Research conducted by the information service provider Bankinform estimated that many Russians are interested in the news surrounding the potential launch of a digital ruble. However, 32% are not in favor of such a monetary product, viewing it as some sort of scam.
The world’s largest country by landmass has been among the most active on the CBDC scene. The pilot version, which will include testing with banks, businesses, and consumers, is expected to start in mid-August.
Russians not so Supportive
The study revealed that 13% of the respondents closely monitor the development of the digital ruble and intend to use it once it sees the light of day. Those participants also said they see new opportunities presented by the upcoming CBDC.
Every third questioned person admitted following the news about the new digital form of Russia’s national currency but has no intention to deal with it. Over 21% are not interested in the topic at all.
The most interesting answer came from 32% of the respondents, who labeled the Russian CBDC as “some kind of fraud.”
There are different reasons why one might not be in favor of that type of financial product. CBDCs will be issued and controlled by centralized authorities, meaning they could endanger people’s privacy. According to Bankinform, though, another contributing factor to the distrust in the digital ruble could be the “ignorance” and the lack of substantial information on its advancement.
Scam or not, many nations (including some leading economies) have already started exploring the product. As CryptoPotato recently reported, Japan, Australia, South Korea, the UK, and many others have introduced some programs to test the pros and cons of a central bank digital currency.
Somewhat expectedly (considering the political regime there), China is leading the race. The domestic authorities have introduced multiple initiatives to popularize the digital yuan, such as allowing CBDC settlements during the 2022 Winter Olympic Games held in Beijing.
How far has Russia Gone?
The country’s officials seem determined to finalize their CBDC project in the near future. Not long ago, President Vladimir Putin signed a law that enables Russia’s Civil Code to add the digital ruble as a payment method. At the same time, the central bank was allowed to introduce the product to citizens.
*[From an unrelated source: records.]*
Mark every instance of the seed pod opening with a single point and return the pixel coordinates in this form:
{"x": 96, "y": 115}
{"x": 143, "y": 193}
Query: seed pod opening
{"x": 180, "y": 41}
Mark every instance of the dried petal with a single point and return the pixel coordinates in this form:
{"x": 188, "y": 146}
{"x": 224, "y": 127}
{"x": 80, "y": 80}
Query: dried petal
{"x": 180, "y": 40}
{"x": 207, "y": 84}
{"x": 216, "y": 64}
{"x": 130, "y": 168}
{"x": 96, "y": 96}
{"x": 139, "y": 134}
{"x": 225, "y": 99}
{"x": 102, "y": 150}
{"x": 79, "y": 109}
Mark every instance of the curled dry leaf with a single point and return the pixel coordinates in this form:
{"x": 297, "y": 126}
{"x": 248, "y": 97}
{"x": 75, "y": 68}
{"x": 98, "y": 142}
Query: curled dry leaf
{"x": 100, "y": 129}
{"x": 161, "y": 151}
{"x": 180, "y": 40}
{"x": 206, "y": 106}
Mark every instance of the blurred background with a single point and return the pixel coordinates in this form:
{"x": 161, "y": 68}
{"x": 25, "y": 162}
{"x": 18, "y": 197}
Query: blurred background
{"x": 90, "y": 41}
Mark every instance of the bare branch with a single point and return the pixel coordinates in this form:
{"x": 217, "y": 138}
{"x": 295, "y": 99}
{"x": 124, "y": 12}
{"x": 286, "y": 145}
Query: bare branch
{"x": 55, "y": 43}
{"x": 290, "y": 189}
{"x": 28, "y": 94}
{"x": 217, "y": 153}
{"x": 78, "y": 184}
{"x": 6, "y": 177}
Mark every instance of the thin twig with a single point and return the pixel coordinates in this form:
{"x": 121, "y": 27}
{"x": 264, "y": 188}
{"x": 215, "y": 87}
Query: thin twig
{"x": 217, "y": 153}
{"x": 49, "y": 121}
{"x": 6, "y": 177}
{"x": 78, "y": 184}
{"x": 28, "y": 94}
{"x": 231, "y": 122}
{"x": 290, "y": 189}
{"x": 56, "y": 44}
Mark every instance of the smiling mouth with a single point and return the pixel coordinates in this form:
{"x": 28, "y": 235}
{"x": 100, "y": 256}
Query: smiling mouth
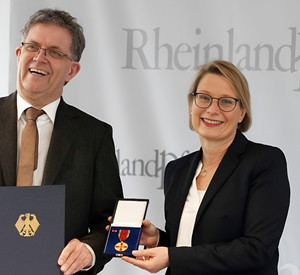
{"x": 39, "y": 72}
{"x": 214, "y": 122}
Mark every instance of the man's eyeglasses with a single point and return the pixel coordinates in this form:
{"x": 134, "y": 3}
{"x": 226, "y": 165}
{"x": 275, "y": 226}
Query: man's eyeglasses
{"x": 32, "y": 48}
{"x": 226, "y": 104}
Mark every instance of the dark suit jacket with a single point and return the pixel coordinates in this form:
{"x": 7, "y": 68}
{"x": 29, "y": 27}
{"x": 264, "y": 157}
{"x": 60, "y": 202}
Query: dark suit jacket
{"x": 242, "y": 215}
{"x": 81, "y": 156}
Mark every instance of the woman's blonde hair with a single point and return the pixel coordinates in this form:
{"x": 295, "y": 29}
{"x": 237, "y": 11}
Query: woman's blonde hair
{"x": 238, "y": 82}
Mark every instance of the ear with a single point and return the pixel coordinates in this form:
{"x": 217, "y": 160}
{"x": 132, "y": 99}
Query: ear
{"x": 74, "y": 69}
{"x": 242, "y": 115}
{"x": 18, "y": 53}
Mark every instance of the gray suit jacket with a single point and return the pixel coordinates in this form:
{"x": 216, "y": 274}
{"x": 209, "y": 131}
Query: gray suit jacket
{"x": 82, "y": 157}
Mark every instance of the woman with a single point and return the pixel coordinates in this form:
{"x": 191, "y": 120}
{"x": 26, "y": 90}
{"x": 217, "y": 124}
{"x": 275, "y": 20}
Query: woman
{"x": 225, "y": 205}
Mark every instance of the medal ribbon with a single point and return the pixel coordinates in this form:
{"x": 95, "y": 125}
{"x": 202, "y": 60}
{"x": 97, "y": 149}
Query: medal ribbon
{"x": 123, "y": 234}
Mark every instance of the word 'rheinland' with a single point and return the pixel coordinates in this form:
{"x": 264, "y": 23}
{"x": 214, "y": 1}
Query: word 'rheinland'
{"x": 147, "y": 50}
{"x": 147, "y": 168}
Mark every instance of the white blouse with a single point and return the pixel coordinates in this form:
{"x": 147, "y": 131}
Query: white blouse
{"x": 189, "y": 213}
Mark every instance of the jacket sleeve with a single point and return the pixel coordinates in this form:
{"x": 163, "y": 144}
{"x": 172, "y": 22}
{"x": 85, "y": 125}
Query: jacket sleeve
{"x": 265, "y": 212}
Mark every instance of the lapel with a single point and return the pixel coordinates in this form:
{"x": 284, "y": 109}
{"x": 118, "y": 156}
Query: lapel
{"x": 61, "y": 140}
{"x": 225, "y": 169}
{"x": 8, "y": 139}
{"x": 178, "y": 194}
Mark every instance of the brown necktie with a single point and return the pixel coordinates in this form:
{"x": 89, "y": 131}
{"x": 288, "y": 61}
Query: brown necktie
{"x": 29, "y": 148}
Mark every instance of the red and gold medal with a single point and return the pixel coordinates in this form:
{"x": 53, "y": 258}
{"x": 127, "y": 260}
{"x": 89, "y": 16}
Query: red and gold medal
{"x": 123, "y": 235}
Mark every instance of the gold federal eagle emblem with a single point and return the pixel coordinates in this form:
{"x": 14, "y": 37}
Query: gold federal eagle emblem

“We really hope that it will be more convenient and cheaper for both people and businesses, and they will start using it. This is a new opportunity,” Elvira Nabiullina – Governor of the bank – stated.
Earlier this week, the financial institution announced plans to start experiments with the CBDC. First Deputy Governor Olga Skorobogatova said the operation will involve 13 banks and a limited circle of their customers.
“We plan to introduce the digital ruble into mass circulation based on the results of phased testing and subject to the successful completion of piloting all scenarios for operations with the digital ruble. We expect that starting from 2025, citizens and businesses will be able to actively use the national digital currency, of course, at their own request,” she added.